Cronaca

Il “diritto all’eleganza” va a processo: i ‘Soumahoro’ rinviati a giudizio

La moglie, la suocera e i cognati del deputato con gli stivali (non coinvolto) sono accusati di bancarotta, frode e autoriciclaggio. Si inizia a giugno

soumahoro miglie suocera

Brutte notizie per la famiglia Soumahoro. Dopo lo scoppio dello scandalo sulle cooperative dei migranti, la moglie e la suocera del deputato ex Alleanza Verdi e Sinistra sono state rinviate a giudizio insieme agli altri indagati. Il Gup di Latina, Giulia Paolini, ha infatti accolto le richieste del pm Giuseppe Miliano: tutti i protagonisti della vicenda (Liliane MurekateteMarie Therese MukamitsindoMichel Rukundo e Aline Mutesi) inizieranno il processo il prossimo 11 giugno, quando è stata già fissata la prima udienza.

Le accuse di cui devono rispondere gli indagati vanno dalla bancarotta alla frode in pubbliche forniture, fino ad arrivare all’auto-riciclaggio. Parliamo di diversi milioni di euro che la famiglia Soumahoro, tramite le cooperative Karibù e Consorzio Aid, avrebbe ottenuto dalla Prefettura di Latina e da altri Enti per dedicarsi alle cure dei migranti e che invece sarebbero finiti da tutt’altra parte: beni di lusso, vestiti, borsette, cene in ristoranti e investimenti all’estero. Il tutto mentre i “compagni migranti”, per cui Aboubakar si è sempre speso, secondo le accuse rimanevano al freddo e senza i servizi promessi.  Insomma: il famoso “diritto all’eleganza“, che l’onorevole Soumahoro difese in diretta tv da Corrado Formigli, finisce a processo.

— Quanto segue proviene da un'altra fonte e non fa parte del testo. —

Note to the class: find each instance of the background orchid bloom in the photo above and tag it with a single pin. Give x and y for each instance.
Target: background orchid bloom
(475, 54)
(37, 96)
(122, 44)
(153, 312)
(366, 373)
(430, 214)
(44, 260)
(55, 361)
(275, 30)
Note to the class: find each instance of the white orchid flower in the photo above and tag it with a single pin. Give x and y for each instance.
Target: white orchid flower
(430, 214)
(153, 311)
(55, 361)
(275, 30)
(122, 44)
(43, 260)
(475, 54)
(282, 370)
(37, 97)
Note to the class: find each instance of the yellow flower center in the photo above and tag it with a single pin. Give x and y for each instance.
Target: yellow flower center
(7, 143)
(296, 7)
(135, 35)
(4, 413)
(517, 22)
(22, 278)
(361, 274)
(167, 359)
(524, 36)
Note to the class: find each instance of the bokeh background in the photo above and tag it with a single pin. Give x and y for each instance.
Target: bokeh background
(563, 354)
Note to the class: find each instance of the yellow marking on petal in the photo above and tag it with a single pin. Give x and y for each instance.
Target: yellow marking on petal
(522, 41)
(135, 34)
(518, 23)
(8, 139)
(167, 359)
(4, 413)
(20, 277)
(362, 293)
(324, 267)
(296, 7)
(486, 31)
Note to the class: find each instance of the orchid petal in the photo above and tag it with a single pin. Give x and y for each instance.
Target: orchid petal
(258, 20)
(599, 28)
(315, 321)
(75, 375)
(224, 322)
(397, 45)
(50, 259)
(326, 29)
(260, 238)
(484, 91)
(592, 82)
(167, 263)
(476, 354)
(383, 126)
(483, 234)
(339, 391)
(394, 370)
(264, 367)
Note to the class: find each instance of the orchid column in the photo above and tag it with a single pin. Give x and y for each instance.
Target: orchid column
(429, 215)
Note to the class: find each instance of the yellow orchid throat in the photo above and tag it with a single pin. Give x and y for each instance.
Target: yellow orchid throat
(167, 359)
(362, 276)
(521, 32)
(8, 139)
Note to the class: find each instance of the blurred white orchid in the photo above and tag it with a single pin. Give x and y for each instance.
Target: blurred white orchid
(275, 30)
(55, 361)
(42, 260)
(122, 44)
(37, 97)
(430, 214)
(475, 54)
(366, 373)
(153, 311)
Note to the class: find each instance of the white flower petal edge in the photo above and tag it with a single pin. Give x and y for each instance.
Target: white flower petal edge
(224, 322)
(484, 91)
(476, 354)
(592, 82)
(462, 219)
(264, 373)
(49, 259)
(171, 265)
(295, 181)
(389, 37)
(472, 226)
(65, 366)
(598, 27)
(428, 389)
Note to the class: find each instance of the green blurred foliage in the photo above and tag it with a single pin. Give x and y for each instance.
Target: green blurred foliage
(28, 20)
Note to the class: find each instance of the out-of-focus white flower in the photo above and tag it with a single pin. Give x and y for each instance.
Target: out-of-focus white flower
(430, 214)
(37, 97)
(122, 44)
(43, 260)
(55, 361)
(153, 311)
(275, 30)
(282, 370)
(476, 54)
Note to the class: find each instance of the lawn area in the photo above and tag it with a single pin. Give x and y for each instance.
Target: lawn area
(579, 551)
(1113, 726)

Breve passo indietro. Il caso esplode quando alcuni lavoratori delle coop denunciano di non essere stati pagati. Si parla di migliaia di euro finiti chissà dove e di prestazioni nei centri di accoglienza tutt’altro che a regola d’arte. Lo scandalo monta, pian piano, sia contro i familiari di Aboubakar sia contro lo stesso deputato, accusato – politicamente – di andare “in giro per l’Italia a combattere per i diritti dei braccianti” mentre sotto il suo naso alcuni lavoratori venivano lasciati senza retribuzione. Il caso diventa una slavina: Avs prima lo sospende e poi lo caccia dal gruppo, lui piange lacrime amare, quasi tutti lo mollano. Da nuovo volto della sinistra, idolatrato dai vari Zoro e Damilano, a reietto.

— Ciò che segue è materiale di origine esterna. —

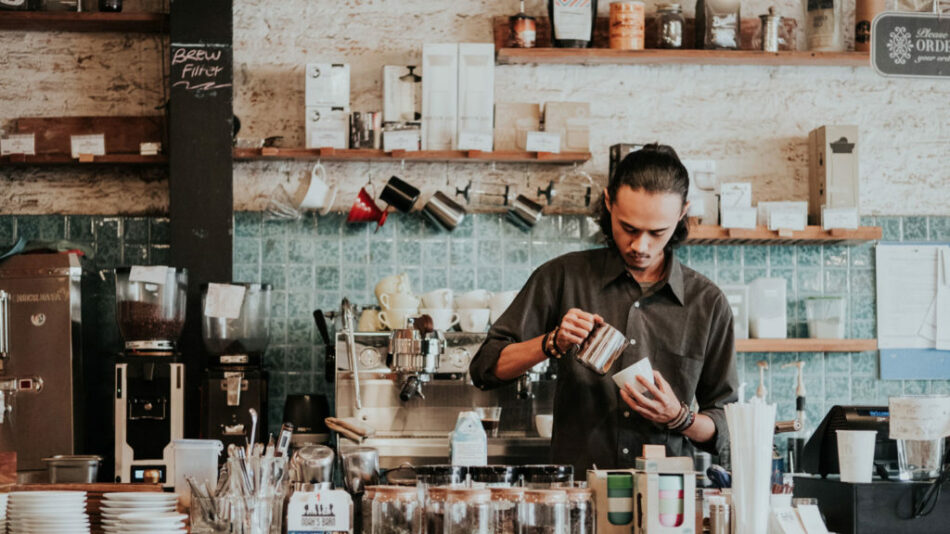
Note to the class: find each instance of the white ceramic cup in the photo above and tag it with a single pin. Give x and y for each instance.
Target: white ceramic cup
(396, 318)
(499, 302)
(442, 318)
(397, 283)
(440, 298)
(630, 374)
(472, 299)
(473, 319)
(398, 301)
(856, 455)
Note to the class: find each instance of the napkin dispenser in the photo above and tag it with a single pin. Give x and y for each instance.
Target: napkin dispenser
(820, 455)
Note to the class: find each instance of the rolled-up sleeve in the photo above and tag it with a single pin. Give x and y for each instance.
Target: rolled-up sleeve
(532, 313)
(718, 383)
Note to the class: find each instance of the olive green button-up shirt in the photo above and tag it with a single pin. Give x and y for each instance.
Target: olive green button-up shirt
(683, 324)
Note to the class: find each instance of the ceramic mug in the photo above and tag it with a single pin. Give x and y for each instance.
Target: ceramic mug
(440, 298)
(395, 318)
(442, 318)
(499, 302)
(474, 319)
(398, 301)
(472, 299)
(397, 283)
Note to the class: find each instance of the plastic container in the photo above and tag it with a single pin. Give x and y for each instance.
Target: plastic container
(826, 316)
(197, 458)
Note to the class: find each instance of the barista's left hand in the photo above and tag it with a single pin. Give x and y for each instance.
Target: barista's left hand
(662, 408)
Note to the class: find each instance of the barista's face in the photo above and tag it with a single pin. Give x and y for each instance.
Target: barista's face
(642, 223)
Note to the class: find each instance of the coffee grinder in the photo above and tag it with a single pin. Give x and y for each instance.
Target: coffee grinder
(234, 328)
(149, 373)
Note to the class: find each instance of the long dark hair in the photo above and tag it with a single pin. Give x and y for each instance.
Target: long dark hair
(654, 168)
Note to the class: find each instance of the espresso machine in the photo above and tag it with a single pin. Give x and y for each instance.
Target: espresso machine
(234, 328)
(44, 308)
(149, 373)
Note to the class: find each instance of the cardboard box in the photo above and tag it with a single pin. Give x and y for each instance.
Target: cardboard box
(572, 121)
(327, 85)
(439, 96)
(327, 127)
(476, 90)
(833, 179)
(513, 121)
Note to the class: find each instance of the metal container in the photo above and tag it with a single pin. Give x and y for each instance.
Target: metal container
(602, 348)
(80, 469)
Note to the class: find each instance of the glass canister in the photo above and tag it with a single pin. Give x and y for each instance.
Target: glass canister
(669, 26)
(467, 511)
(544, 512)
(396, 510)
(505, 503)
(435, 511)
(581, 512)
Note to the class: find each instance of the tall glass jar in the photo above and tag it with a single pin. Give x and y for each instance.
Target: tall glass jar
(435, 511)
(396, 510)
(669, 26)
(504, 503)
(468, 511)
(581, 512)
(544, 512)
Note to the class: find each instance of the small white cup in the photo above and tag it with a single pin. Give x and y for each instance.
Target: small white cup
(398, 301)
(474, 319)
(630, 374)
(395, 318)
(442, 318)
(856, 455)
(440, 298)
(472, 300)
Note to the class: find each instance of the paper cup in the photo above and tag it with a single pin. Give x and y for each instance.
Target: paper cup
(856, 455)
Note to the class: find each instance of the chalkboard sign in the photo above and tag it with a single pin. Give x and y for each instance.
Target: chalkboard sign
(201, 69)
(911, 45)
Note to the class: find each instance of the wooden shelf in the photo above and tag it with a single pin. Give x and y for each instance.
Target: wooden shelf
(607, 56)
(359, 154)
(704, 234)
(66, 159)
(806, 345)
(84, 22)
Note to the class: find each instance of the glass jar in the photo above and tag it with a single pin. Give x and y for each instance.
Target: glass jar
(435, 511)
(544, 512)
(468, 510)
(396, 510)
(669, 26)
(581, 511)
(504, 503)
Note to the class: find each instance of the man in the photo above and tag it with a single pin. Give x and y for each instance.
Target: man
(671, 314)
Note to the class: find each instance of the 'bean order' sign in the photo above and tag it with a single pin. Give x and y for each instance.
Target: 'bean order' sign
(911, 45)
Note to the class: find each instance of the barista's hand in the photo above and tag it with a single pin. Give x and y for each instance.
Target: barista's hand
(662, 408)
(575, 326)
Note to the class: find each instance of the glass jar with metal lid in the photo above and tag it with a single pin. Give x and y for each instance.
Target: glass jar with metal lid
(396, 510)
(669, 26)
(581, 512)
(468, 510)
(544, 512)
(504, 503)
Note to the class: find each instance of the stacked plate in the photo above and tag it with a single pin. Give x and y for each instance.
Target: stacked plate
(47, 512)
(116, 505)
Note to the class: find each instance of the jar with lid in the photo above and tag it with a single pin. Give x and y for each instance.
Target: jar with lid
(435, 511)
(467, 511)
(581, 512)
(669, 26)
(504, 503)
(544, 512)
(396, 510)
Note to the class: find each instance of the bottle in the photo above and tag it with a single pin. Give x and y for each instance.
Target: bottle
(572, 22)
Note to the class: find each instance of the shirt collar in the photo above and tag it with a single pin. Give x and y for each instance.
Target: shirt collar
(614, 267)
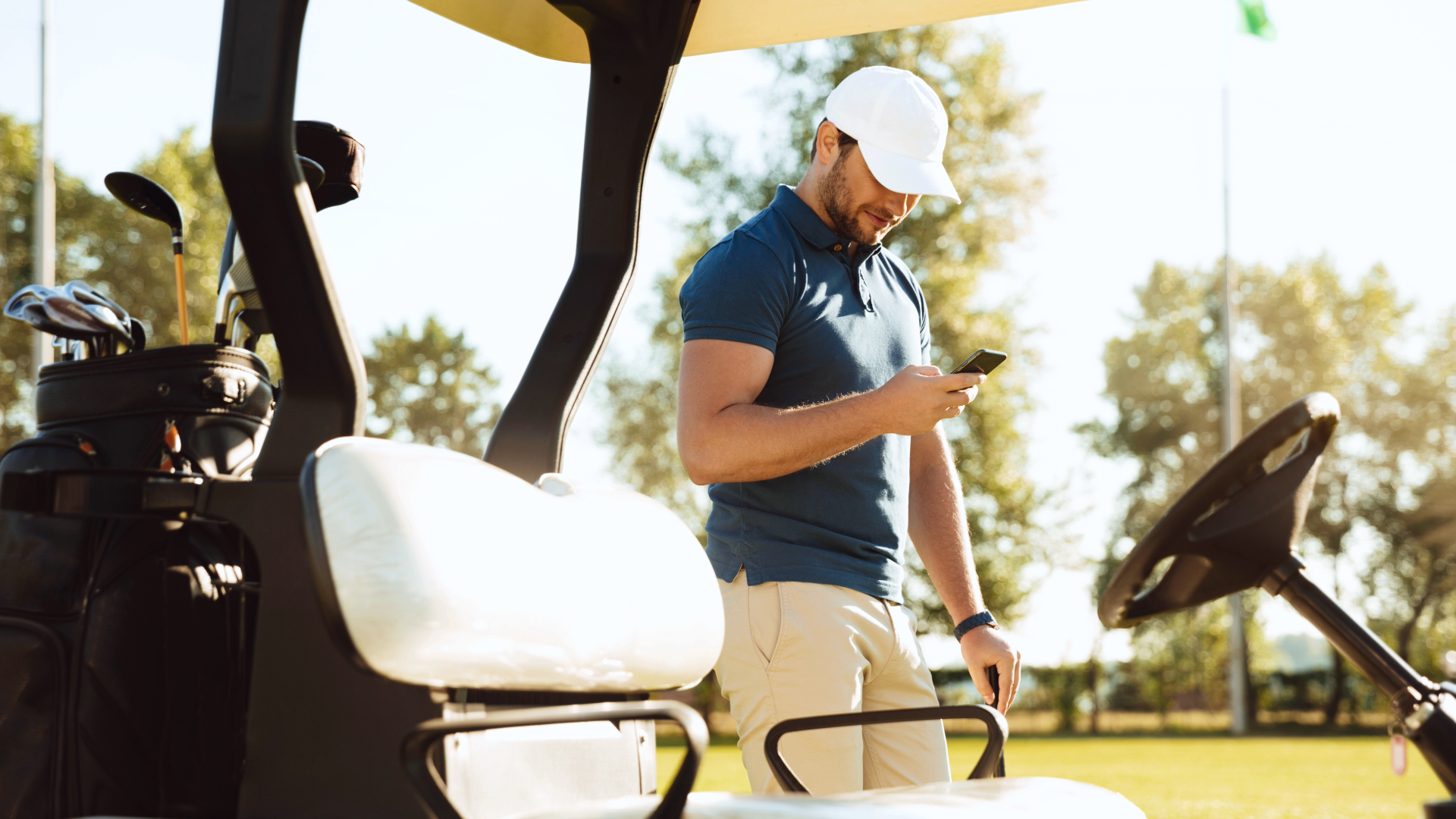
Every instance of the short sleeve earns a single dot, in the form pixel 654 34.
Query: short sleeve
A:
pixel 925 324
pixel 737 292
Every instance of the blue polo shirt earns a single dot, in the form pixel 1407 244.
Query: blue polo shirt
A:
pixel 836 325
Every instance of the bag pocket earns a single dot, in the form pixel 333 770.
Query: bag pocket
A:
pixel 33 689
pixel 44 561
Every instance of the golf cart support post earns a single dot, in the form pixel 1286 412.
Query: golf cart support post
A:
pixel 322 735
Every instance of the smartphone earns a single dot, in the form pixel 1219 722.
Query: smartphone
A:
pixel 982 362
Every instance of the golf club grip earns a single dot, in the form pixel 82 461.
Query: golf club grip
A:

Intanto Marie Therese Mukamatsindo Liliane Murekatete il 30 ottobre finiscono ai domiciliari e il gip di Latina dispone anche un sequestro per quasi 2 milioni di euro. La Guardia di finanza avrebbe ricostruito numerose disposizioni bancarie “prive di congrua giustificazione causale e comunque per finalità diverse da quelle alle quali era preposta la Karibu”. In particolare, come scritto anche nell’ordinanza dal gip, le carte di credito delle coop sarebbero state usate anche per “finalità private (ristoranti, gioiellerie, centri estetici, abbigliamento, negozi di cosmetica)”.

L’avvocato Lorenzo Borrè, che difende Liliane Murekatete, rivendica però l’innocenza della sua assistita e si dice certo che tutto verrà chiarito durante il dibattimento: “Rimangono sul tavolo tutte le eccezioni che state fatte – dice all’Adnkronos – e che a nostro avviso non sono superate e che dovranno essere oggetto di accertamento in dibattimento, in primo luogo sulla effettiva sussistenza del ruolo di amministratrice della signora Murekatete e inoltre sulla effettiva sussistenza dei reati che le sono contestati”. La procura di Latina, tuttavia, non ha ancora finito di indagare. Questo è solo uno dei filoni aperti sul caso Karibù.